Many core missions in national and energy security at the Laboratory are dependent on the predictive simulation capability of large-scale computers, which are moving into the exascale realm. Exascale systems will be intrinsically power limited. Our research will enable optimized software in a new era of power-constrained supercomputing, in support of LLNL's core competency in high-performance computing, simulation, and data science.

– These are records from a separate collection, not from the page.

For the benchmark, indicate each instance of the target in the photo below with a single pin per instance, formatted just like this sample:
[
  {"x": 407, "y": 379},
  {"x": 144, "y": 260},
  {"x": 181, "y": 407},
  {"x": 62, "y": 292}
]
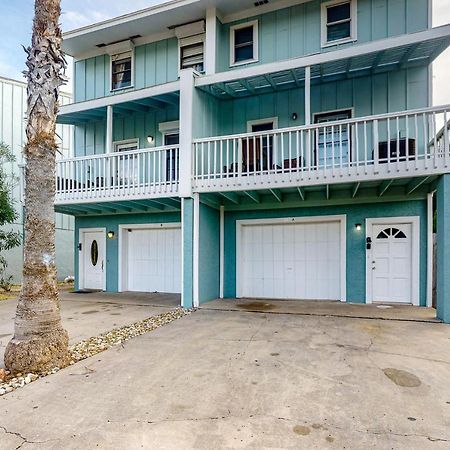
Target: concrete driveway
[
  {"x": 86, "y": 315},
  {"x": 232, "y": 379}
]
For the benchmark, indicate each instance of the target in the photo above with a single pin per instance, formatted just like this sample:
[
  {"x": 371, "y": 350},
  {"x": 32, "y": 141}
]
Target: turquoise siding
[
  {"x": 111, "y": 223},
  {"x": 187, "y": 296},
  {"x": 295, "y": 31},
  {"x": 155, "y": 63},
  {"x": 356, "y": 252},
  {"x": 443, "y": 248},
  {"x": 90, "y": 137},
  {"x": 209, "y": 254}
]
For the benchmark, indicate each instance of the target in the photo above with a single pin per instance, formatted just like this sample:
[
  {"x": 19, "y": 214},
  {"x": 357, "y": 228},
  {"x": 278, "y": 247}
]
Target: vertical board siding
[
  {"x": 295, "y": 31},
  {"x": 376, "y": 94},
  {"x": 90, "y": 138},
  {"x": 154, "y": 63},
  {"x": 13, "y": 99}
]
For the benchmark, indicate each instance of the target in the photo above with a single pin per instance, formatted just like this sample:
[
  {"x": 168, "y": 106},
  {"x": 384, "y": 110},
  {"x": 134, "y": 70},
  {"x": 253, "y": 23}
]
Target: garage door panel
[
  {"x": 298, "y": 261},
  {"x": 154, "y": 260}
]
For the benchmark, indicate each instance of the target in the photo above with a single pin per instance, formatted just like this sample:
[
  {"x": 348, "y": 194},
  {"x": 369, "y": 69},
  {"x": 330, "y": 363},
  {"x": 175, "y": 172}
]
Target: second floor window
[
  {"x": 244, "y": 43},
  {"x": 338, "y": 22},
  {"x": 121, "y": 71},
  {"x": 192, "y": 52}
]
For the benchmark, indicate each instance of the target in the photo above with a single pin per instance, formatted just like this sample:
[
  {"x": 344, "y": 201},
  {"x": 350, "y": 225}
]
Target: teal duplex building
[{"x": 283, "y": 149}]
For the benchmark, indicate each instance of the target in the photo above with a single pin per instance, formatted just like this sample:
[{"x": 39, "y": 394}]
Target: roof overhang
[
  {"x": 416, "y": 49},
  {"x": 141, "y": 100},
  {"x": 158, "y": 20}
]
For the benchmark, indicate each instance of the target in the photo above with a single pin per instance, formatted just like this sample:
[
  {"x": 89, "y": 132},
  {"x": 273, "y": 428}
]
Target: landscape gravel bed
[{"x": 97, "y": 344}]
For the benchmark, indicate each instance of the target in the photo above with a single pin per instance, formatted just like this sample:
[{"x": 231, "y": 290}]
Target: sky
[{"x": 17, "y": 18}]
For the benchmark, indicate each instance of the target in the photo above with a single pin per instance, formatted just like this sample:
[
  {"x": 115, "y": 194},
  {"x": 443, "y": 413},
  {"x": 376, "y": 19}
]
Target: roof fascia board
[
  {"x": 158, "y": 9},
  {"x": 120, "y": 98},
  {"x": 137, "y": 42},
  {"x": 321, "y": 58},
  {"x": 263, "y": 9}
]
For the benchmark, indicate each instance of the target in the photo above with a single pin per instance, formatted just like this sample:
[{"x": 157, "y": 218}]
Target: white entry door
[
  {"x": 291, "y": 261},
  {"x": 153, "y": 259},
  {"x": 93, "y": 260},
  {"x": 392, "y": 263}
]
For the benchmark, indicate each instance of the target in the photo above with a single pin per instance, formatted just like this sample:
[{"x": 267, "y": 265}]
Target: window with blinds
[{"x": 192, "y": 50}]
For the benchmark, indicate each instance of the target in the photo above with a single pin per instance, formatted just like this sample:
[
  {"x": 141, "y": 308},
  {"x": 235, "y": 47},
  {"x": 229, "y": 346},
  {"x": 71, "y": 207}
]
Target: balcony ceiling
[
  {"x": 391, "y": 57},
  {"x": 153, "y": 20},
  {"x": 142, "y": 105}
]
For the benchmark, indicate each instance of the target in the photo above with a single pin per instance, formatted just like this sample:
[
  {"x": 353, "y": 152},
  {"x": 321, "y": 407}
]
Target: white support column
[
  {"x": 222, "y": 249},
  {"x": 309, "y": 139},
  {"x": 430, "y": 221},
  {"x": 196, "y": 250},
  {"x": 186, "y": 131},
  {"x": 210, "y": 41},
  {"x": 308, "y": 95},
  {"x": 109, "y": 128}
]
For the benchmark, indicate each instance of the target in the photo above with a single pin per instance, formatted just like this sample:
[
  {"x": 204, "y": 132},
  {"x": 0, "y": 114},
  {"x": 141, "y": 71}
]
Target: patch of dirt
[
  {"x": 402, "y": 377},
  {"x": 301, "y": 430},
  {"x": 258, "y": 306}
]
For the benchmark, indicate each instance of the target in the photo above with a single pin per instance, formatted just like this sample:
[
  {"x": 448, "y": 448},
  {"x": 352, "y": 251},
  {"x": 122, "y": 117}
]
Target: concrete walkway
[
  {"x": 86, "y": 315},
  {"x": 231, "y": 379},
  {"x": 326, "y": 308}
]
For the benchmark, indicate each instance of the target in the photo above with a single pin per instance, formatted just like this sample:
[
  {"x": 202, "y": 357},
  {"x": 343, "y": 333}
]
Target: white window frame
[
  {"x": 254, "y": 24},
  {"x": 195, "y": 39},
  {"x": 131, "y": 52},
  {"x": 353, "y": 22},
  {"x": 273, "y": 120}
]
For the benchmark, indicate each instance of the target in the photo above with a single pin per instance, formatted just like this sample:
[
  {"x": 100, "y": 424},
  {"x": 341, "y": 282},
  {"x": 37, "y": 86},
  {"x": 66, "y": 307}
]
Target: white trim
[
  {"x": 132, "y": 55},
  {"x": 222, "y": 250},
  {"x": 353, "y": 22},
  {"x": 117, "y": 145},
  {"x": 254, "y": 24},
  {"x": 430, "y": 220},
  {"x": 210, "y": 41},
  {"x": 263, "y": 9},
  {"x": 415, "y": 253},
  {"x": 122, "y": 258},
  {"x": 308, "y": 95},
  {"x": 109, "y": 128},
  {"x": 342, "y": 219},
  {"x": 81, "y": 233},
  {"x": 273, "y": 120},
  {"x": 196, "y": 251},
  {"x": 123, "y": 97},
  {"x": 172, "y": 126},
  {"x": 324, "y": 57}
]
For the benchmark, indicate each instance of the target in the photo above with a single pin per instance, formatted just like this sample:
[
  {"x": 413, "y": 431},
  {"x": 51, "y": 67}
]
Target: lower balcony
[
  {"x": 128, "y": 175},
  {"x": 397, "y": 145}
]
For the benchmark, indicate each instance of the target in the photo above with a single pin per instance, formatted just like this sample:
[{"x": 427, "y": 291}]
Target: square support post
[{"x": 443, "y": 248}]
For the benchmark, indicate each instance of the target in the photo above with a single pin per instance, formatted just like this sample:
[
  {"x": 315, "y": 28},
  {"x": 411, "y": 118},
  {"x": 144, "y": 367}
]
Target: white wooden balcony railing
[
  {"x": 375, "y": 147},
  {"x": 136, "y": 174}
]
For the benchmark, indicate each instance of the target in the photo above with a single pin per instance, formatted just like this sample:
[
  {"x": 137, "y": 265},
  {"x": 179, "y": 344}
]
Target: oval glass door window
[{"x": 94, "y": 253}]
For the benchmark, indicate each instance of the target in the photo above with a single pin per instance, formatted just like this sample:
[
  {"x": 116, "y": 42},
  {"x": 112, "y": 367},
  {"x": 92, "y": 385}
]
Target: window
[
  {"x": 333, "y": 143},
  {"x": 127, "y": 168},
  {"x": 172, "y": 156},
  {"x": 338, "y": 22},
  {"x": 192, "y": 52},
  {"x": 121, "y": 71},
  {"x": 244, "y": 43}
]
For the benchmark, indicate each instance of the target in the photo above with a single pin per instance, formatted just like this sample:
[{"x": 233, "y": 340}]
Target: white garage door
[
  {"x": 153, "y": 260},
  {"x": 290, "y": 261}
]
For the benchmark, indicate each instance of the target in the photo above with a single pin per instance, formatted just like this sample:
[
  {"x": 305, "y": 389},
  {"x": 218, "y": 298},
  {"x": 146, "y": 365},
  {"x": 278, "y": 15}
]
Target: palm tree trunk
[{"x": 40, "y": 343}]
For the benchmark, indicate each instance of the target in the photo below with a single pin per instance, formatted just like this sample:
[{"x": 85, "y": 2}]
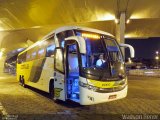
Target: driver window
[
  {"x": 73, "y": 60},
  {"x": 64, "y": 34}
]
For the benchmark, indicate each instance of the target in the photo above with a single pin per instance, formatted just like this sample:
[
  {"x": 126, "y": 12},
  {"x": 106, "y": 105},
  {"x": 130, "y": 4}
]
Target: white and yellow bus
[{"x": 64, "y": 64}]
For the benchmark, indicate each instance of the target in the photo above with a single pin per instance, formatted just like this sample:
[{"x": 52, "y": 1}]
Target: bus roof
[{"x": 61, "y": 29}]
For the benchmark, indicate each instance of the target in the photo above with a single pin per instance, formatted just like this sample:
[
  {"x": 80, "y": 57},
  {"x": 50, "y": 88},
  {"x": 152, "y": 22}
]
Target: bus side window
[
  {"x": 41, "y": 53},
  {"x": 62, "y": 35},
  {"x": 59, "y": 60},
  {"x": 50, "y": 50},
  {"x": 22, "y": 58}
]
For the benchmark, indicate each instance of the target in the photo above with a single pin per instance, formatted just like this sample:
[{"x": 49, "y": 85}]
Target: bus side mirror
[
  {"x": 132, "y": 52},
  {"x": 81, "y": 42}
]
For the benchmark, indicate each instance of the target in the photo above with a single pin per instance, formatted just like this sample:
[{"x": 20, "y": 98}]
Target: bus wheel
[{"x": 23, "y": 83}]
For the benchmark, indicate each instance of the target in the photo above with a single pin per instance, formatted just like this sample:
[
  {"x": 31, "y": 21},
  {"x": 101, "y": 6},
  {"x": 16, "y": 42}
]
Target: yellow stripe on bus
[{"x": 101, "y": 84}]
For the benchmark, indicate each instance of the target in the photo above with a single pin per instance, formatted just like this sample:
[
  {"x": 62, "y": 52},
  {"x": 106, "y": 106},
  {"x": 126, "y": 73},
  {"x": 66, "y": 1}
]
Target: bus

FY15 Accomplishments and Results

In FY15 we (1) developed a complete multiple-node model for determining the limits of power-constrained application performance; (2) developed new power-aware scheduling algorithms for practical resource management in power-constrained, high-performance computing; (3) enhanced run-time system functionality and performed inter-node power balancing to enable a run-time system for power-constrained applications; (4) began work relating computational power, performance, and temperature to characterize performance over power and thermal bounds using the power laboratory we created in FY14, which allows power and thermal measurement and control on advanced resources from computer manufacturers; and (5) completed initial work on assessing InfiniBand performance counters.

Manufacturing variation in processors leads to a wide distribution in power to achieve a set level of performance. Under a uniform power bound, the variation in efficiency leads to nonlinear, application-specific variation in performance. Power-limited supercomputers must account for, and exploit, this variation to optimize performance.

Publications and Presentations

Bailey, P., et al., Adaptive configuration selection for power-constrained heterogeneous systems. The 43rd Intl. Conf. Parallel Processing (ICPP-2015), Beijing, China, Sept. 1–4, 2015. LLNL-CONF-662222.
Marathe, A., et al., A run-time system for power-constrained HPC applications. 14th INFORMS Computing Soc. Conf., Richmond, VA, Jan. 11–13, 2015. LLNL-CONF-667408.